Dems Beg, Plead To Avoid Debt Catastrophe In Days

"In March they voted for a budget that they're now sabotaging in October."

WASHINGTON -- With just days before the United States hits the danger zone for defaulting on its debt, Democrats made a fresh plea to the Republican-led Congress Friday to raise the borrowing cap.

The nation's debt ceiling -- which caps the amount of money the Treasury Department can borrow to pay the nation's bills -- stands at $18.1 trillion. Treasury Secretary Jack Lew warned last spring that the country hit that number then, and that he was resorting to "extraordinary measures" to keep meeting America's obligations. 

But he now estimates that the Treasury's ability to pay the bills will end on Nov. 3, when the United States will only have about $30 billion on hand -- and Uncle Sam's daily expenditures often hit $60 billion.

If the U.S. fails to make payments, economists warn it would quickly set off an unpredictable and frightening economic catastrophe.

Republican leaders in both chambers of Congress say they want to raise the limit to avoid such economic damage. But Senate Majority Leader Mitch McConnell (R-Ky.) said this week that he was waiting on the House to act, and House leaders decided to back away from plans they had been considering to get the deed done Friday. 

This led Democrats to send a letter to Republicans Friday saying please, please just raise the cap -- we will back you.

"We will support a clean extension of the debt ceiling which will allow America to continue to pay its bills as they come due," said the letter, signed by all but two Democrats. "We categorically reject the view that it would be acceptable for America to default if unrelated demands are not met," they said, noting that when Congress pushed close to default in 2011, it caused a spike in interest rates that cost about $19 billion.

In a news conference called to highlight the letter, Minority Leader Nancy Pelosi (D-Calif.) said that if Republicans want to negotiate on something, they should save it for the government funding bill that needs to be passed by Dec. 11.

"I see a path, I'm optimistic," Pelosi said. "We stand ready to cooperate, to negotiate on the keeping-government-open legislation."

The offices of House Speaker John Boehner (R-Ohio) and Majority Leader Kevin McCarthy (R-Calif.) did not immediately respond to requests for comment, although McCarthy pledged later in an announcement on the House floor to bring up some sort of legislation next week.

The debt ceiling was originally created in 1917 to make it easier for the executive branch to pay bills by ending the requirement that it get approval for each item that required borrowing.

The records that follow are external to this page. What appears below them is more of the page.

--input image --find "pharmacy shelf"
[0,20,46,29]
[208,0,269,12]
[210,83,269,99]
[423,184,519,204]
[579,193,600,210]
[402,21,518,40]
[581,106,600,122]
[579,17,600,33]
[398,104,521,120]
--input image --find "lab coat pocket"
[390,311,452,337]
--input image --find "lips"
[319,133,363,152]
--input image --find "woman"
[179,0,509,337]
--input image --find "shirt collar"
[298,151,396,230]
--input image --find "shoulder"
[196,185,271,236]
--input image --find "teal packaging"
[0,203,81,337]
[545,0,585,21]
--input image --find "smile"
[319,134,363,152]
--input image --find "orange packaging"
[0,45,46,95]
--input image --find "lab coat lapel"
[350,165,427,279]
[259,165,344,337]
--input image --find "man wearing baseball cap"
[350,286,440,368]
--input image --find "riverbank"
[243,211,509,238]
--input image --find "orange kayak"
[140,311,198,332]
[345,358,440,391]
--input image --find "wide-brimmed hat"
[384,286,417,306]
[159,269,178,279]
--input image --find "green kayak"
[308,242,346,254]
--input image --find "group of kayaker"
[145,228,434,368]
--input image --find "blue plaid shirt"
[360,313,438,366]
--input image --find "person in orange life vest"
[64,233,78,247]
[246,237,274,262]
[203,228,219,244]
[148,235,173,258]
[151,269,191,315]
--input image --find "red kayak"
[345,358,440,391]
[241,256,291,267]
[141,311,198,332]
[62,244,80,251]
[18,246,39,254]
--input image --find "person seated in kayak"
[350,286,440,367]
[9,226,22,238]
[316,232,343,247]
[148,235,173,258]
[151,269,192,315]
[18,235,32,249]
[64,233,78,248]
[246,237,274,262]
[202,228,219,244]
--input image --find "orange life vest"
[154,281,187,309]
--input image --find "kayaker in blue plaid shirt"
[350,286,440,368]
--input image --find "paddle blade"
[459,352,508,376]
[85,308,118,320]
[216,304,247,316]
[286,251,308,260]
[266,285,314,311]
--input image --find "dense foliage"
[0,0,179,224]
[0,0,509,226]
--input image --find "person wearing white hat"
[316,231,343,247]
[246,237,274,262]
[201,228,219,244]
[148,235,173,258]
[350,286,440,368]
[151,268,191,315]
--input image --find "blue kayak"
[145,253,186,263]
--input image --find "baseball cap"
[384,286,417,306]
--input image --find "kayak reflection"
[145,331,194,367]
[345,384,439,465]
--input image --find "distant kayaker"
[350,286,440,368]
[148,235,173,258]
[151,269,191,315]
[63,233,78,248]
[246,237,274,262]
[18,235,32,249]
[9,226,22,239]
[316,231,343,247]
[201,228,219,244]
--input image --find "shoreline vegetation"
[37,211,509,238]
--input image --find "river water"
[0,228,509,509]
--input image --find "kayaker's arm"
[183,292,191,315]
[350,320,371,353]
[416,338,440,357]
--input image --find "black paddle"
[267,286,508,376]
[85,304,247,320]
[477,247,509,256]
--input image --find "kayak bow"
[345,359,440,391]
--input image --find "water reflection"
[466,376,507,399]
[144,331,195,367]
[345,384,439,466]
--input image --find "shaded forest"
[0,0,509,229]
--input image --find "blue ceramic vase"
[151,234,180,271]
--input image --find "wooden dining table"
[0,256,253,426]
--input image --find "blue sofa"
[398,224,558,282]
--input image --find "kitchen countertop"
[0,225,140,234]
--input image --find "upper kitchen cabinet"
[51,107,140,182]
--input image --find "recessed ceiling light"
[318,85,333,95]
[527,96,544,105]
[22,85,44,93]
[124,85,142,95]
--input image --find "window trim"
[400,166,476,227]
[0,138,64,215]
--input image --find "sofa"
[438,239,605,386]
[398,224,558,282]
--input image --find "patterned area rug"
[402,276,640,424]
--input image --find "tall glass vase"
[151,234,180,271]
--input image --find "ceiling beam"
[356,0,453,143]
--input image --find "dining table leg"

It does not authorize new spending. Spending is determined by Congress when it passes its budget and appropriations bills.

Rep. Peter Welch (D-Vt.) argued that given that reality, it's hypocritical for Republicans to balk at raising the debt limit to pay for spending that they themselves called for.

"The [budget], supported by 228 Republicans on March 5 of 2015, built in it a requirement that in order to meet the budget the Republicans supported ... an addition to our national debt of $2 trillion," Welch said. "In March they voted for a budget that they're now sabotaging in October."